June 7, 2024 By Maria Morel 5 min read

Everyone has had at least one bad experience when dialing into a call center. The robotic audio recording, the limited menu options, the repetitive elevator music in the background, and the general feeling of time wasted are all too familiar. As customers try to get answers, many times they find themselves falling into the infamous spiral of misery, searching desperately to speak to a live agent.

While virtual assistants, mobile applications and digital web interfaces have made self-service options in customer service more accessible to users, phone dial-in experiences overall continue to fall short in meeting expectations. In fact, 98% of customers would rather talk to a live person than deal with a recording when they call customer service.

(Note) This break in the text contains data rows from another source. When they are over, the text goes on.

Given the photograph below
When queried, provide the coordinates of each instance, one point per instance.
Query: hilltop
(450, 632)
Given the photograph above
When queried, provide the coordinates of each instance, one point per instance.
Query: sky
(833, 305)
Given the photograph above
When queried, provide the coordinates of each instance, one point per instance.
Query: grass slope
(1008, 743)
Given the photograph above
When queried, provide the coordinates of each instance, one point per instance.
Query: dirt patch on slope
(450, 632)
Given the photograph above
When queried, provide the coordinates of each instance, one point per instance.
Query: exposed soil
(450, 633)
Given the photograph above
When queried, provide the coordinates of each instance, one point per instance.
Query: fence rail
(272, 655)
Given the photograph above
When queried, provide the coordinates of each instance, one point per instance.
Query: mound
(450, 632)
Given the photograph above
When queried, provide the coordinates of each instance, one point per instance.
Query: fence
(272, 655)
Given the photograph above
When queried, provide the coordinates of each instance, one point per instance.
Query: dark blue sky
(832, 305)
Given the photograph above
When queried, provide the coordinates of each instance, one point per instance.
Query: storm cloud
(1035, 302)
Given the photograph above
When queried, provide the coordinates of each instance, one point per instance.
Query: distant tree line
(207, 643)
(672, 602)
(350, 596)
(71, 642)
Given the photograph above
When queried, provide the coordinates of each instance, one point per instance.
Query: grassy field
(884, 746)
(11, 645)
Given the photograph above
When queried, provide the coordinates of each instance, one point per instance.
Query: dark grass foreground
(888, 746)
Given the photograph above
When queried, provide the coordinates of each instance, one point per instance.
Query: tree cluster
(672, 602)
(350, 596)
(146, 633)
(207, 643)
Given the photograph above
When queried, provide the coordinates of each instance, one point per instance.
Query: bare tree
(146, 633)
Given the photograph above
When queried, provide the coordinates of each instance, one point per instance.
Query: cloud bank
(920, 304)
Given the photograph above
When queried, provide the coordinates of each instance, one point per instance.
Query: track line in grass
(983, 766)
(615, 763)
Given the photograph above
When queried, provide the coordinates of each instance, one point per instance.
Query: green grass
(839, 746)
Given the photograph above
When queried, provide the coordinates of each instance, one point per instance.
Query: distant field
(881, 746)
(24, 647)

Over the last decade, the adoption of voice recognition technology has transformed how consumers interact with brands. There are interactive voice assistants that can create personalized music playlists at home and AI assistants that can quickly take your orders at a drive-thru. With the rise of generative AI, speech recognition, deep learning and natural language technology, businesses are now taking huge strides that promise a new era for call center operations.

At IBM, we have been working with clients across various industries to help them successfully modernize their call center operations by improving deflection rates and customer self-service with powerful AI voice assistants. With the help of IBM Consulting® and the IBM watsonx™ Assistant conversational AI solution, the State of New Jersey now handles an average of 6,200 calls and 800 call center hours a month through its AI voice assistant. The AI voice assistant helps these citizens get answers and support for aid over the phone.

IBM continues to work with clients globally to deliver tailored solutions that can take their customer service to the next level. Today, we are excited to introduce a new set of generative AI features that are poised to deliver enhanced call center experiences over the phone with AI voice assistants that are intuitive, expressive and sound eerily similar to a human agent. These features provide seamless support to live agents with insights and automated, optimized workflows.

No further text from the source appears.